But what I realistically imagine is…well, okay, I don’t really know. What I want is a relatively high level administrative position that pays at least $10k more than I make now and offers reasonably good benefits. My first impression is that applying for jobs through the paper is not going to get me what I want but I could be wrong. I’m not really sure where to begin otherwise. I suppose I could register with temp/recruitment agencies because then at least I could specify my demands, so maybe that’s where I should start, but I don’t know about that either. I think maybe my first step is to just keep talking about this with everyone I know and see what comes of that. I belong to a list for single moms and I know that a good portion of them are relatively high level professionals of some sort, so asking for advice on that list might be a good idea too.

I’m not going to give notice without something great firmly in hand…after all, my job isn’t intolerable, I just don’t like it. But a change needs to be made.

One Year

Sunday, May 27th, 2007

Almost one year ago to the day, I moved out of my ex’s house and into my own apartment after nearly ten continuous years of cohabitation with various partners.
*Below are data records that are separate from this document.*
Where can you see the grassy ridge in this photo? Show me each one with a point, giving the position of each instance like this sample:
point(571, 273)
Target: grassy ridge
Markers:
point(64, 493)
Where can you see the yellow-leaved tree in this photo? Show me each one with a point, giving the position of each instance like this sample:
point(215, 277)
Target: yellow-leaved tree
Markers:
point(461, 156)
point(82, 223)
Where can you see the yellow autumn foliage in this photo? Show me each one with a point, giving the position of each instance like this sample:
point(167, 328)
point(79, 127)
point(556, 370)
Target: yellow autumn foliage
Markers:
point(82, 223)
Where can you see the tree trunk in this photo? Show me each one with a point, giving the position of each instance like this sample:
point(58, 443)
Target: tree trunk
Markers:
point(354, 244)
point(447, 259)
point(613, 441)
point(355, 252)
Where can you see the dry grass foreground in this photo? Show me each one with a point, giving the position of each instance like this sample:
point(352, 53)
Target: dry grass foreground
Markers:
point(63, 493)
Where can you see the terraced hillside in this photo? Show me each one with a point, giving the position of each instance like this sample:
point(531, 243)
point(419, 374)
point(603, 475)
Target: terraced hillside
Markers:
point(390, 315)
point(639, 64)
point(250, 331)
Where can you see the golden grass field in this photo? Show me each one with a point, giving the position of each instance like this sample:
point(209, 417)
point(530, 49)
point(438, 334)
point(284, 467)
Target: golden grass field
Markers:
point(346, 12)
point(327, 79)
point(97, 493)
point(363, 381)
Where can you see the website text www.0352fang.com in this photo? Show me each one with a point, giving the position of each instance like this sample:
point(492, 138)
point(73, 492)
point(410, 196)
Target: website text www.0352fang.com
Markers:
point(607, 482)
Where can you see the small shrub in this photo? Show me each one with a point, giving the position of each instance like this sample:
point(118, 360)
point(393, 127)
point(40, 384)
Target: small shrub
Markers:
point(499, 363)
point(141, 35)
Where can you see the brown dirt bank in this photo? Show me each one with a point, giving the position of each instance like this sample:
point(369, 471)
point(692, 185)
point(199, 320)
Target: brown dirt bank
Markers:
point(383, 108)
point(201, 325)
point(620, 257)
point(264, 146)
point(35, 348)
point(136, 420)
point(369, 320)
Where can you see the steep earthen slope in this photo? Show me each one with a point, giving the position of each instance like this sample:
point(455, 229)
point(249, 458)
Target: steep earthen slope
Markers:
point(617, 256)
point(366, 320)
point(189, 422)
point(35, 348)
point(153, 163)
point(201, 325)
I remember, a year ago, how exciting it was to plan my apartment, to decorate it, to buy all new stuff, and then I remember how horrible the first week was, how once I was unpacked there was nothing to do except sit and think about how desperately I missed my ex and how he didn’t miss me at all and was in fact probably glad to have me gone. Although I was supposed to have moved out so that he and I could work on our relationship, so that we could return to a place of romantic dating and rediscover what we loved about each other, it became clear almost immediately that there was too much insecurity on my part and too much disinterest on his for something like that to work. I wanted to move back in but it’s amazing how fast that door slammed shut. After a week apart he decided we should break up for good. By sheer refusal to allow it, I forced us to be “together” for another three months, but really, the day I moved out is the day our relationship ended.

In the beginning it was so hard. I was desperately unhappy, crying constantly, and the only thing that saved me was tv. I watched hour after hour of every tv series I could borrow from Netflix or the local video store because the tv characters were my friends. They had lives that didn’t revolve around love or betrayal or rejection or the intense pain I was so desperate to escape. I dreaded every weekend until I remembered that I had a few more discs to help me make it through and often I’d even look forward it, look forward to coming home to my one-sided friendships.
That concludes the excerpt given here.